The word “but” both introduces a new subject but also connects to the previous paragraph. The restlessness of disorderly believers (1 Thessalonians 4:11-12) was, in part, caused by an incomplete understanding of the Rapture of the church. They rightly understood that the coming of Christ was imminent, that is, no sign needed fulfillment before He came again. However, they had not considered the possibility that some of their friends would die before it occurred. They, therefore, plunged into deep grief. Doubts filled their minds as to the status of these prematurely deceased believers.
I do not want you to be ignorant,
This phrase, expressing that Paul does not want them to be ignorant is a formula customarily used to discuss difficult problems and correct false ideas (Romans 1:13; 11:25; 1 Corinthians 10:1; 12:1). Usually, whenever the Bible warns us that we are ignorant about something, it is warranted. The topic of Christians dying is so important to the Thessalonians that it requires an explanation from the apostle Paul.
The only way we can know about the afterlife is through the revelation found in the Bible. If we have adequate knowledge of what the Bible teaches about this subject, then it will dispel excessive grief in our souls. We can only resolve our ignorance by reading the Bible. We will rid ourselves of excessive grief by eliminating our ignorance about the future.
The Thessalonians were clearly looking for the Lord’s return at the rapture, but they did not know the state of their dead loved ones until that point.

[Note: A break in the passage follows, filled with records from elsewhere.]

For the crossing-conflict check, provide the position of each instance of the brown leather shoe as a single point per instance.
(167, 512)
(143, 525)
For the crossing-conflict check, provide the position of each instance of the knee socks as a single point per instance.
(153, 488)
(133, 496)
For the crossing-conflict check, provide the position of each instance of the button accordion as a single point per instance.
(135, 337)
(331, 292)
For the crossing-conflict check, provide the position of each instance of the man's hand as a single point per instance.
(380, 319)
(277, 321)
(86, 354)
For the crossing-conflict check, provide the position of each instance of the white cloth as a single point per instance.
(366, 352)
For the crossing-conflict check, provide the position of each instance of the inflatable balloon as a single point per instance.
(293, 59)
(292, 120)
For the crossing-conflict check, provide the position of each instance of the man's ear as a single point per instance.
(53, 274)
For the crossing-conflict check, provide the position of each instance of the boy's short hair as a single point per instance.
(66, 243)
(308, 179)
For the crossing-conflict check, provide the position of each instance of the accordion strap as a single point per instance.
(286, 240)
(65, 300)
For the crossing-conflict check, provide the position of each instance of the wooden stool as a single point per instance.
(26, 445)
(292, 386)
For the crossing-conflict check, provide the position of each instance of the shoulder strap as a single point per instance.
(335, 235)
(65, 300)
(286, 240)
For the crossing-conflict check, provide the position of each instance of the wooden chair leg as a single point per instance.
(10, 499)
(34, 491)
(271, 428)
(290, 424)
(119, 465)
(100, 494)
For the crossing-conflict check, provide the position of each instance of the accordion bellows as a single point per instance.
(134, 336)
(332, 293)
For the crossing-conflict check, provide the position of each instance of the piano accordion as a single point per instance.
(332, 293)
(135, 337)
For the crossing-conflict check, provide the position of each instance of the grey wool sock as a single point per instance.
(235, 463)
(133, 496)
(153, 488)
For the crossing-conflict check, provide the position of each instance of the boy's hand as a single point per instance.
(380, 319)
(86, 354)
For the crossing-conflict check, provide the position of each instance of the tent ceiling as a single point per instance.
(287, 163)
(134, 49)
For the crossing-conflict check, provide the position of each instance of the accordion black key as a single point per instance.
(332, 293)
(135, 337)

They thought that those who died would miss the Rapture.
The word “brethren” occurs in verses one, six and nine of this chapter. Paul appeals to the relationship the Thessalonians have with Paul in Christ. The truth that Paul is about to reveal is strictly for those who know Christ.
Knowing biblical truth is the foundation of stability, especially when it comes to eternal things.
The Rapture of the church is an important doctrine, because it affects our future and present hope.
It is important that non-Christians know about the first coming of Christ and its purpose. It is also important for Christians to know about the Rapture and second coming of Christ. Jesus’ imminent return to planet earth to translate believers to heaven is a glorious truth that comforts Christians.